Women's Hoops Blog

Inane commentary on a game that deserves far better


Wednesday, June 23, 2010

See, this is the kind of crap that gets us members of the Women's Basketball Intelligentsia up in arms.

From BlueStar Basketball, the "longest running national evaluation and college showcase organization in women's basketball." Why it’s time to get beyond Title IX
But there’s another side to its legacy that threatens to tarnish the positive effects and cloud the challenges facing a more globalized women’s athletics landscape. Ever since the mid-1990s, when Title IX activists began pushing for proportionality — something they deny, of course — the women’s sports movement has veered away from the noble intent of the law, and away from embracing any reasonable definition of fairness for young athletes of both genders. (my emphasis)
I had a hard time getting though this opinion piece when I hit this paragraph.

I mean, feel free to do some creative thinking around the impact of Title IX on sports, but first get your friggin' facts straight. Or do some actual friggin' research. If you had, you'd know that "proportionality" is part of the three prongs used by the courts to assess an institution's compliance with Title IX.

On top of that, it was pushed by MEN'S FOOTBALL because, at the time Title IX was passed and they and the NCAA were fighting against it tooth and nail, women were a distinct minority on college campuses.

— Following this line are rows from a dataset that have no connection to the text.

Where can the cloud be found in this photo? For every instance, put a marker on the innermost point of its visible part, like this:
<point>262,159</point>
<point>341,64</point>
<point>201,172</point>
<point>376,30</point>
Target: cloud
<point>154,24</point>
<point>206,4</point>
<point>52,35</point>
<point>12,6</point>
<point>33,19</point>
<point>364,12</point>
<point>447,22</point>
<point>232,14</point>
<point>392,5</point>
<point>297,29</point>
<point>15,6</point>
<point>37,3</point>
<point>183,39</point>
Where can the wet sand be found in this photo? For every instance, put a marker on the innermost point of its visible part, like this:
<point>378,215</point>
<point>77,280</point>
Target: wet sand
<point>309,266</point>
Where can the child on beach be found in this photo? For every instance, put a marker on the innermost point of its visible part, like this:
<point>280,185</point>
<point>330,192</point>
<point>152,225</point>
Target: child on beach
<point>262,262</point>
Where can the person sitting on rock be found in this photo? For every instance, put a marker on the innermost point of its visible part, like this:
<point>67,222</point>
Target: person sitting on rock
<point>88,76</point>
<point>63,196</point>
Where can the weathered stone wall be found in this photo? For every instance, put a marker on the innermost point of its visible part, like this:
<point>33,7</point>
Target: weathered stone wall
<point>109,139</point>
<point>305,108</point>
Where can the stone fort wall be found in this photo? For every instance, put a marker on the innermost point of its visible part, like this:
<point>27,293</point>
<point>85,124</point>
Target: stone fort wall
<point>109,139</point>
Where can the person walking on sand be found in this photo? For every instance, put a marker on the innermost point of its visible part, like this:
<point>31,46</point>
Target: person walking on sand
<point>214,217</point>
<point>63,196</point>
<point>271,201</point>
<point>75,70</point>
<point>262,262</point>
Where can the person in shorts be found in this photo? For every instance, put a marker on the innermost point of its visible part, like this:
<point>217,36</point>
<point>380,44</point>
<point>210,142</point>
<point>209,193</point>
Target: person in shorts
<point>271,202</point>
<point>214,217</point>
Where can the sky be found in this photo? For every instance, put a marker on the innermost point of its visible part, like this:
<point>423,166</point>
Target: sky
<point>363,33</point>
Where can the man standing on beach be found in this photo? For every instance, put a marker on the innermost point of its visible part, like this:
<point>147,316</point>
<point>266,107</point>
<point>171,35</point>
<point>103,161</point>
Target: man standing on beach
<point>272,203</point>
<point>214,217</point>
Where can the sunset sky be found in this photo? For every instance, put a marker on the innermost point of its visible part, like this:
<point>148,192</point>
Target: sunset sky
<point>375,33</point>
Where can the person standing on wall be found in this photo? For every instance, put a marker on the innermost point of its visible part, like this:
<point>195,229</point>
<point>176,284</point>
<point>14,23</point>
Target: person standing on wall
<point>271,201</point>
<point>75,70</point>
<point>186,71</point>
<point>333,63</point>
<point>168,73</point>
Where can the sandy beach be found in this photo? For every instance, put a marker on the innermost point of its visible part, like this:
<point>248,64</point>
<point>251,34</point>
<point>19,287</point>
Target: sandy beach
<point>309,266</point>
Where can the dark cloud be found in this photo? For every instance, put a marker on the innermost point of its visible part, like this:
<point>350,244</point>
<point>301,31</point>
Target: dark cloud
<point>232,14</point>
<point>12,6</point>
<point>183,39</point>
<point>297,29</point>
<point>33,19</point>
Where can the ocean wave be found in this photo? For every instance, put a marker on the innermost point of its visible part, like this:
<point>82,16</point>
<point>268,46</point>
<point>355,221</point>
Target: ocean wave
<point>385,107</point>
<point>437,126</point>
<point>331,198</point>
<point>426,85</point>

They never imagined that women would want to go to college, so assessing a universities athletic offerings as it related to the "proportion of men v. women" in attendance guaranteed that football budgets would be protected. I mean, women would never want to get a degree, become doctors or lawyers or... gasp... play sports!

Now that the shoe's on the other foot, "Oooops."

Ok. I'm going to go off and spit some bullets and let the real experts over at the Title IX blog take this on.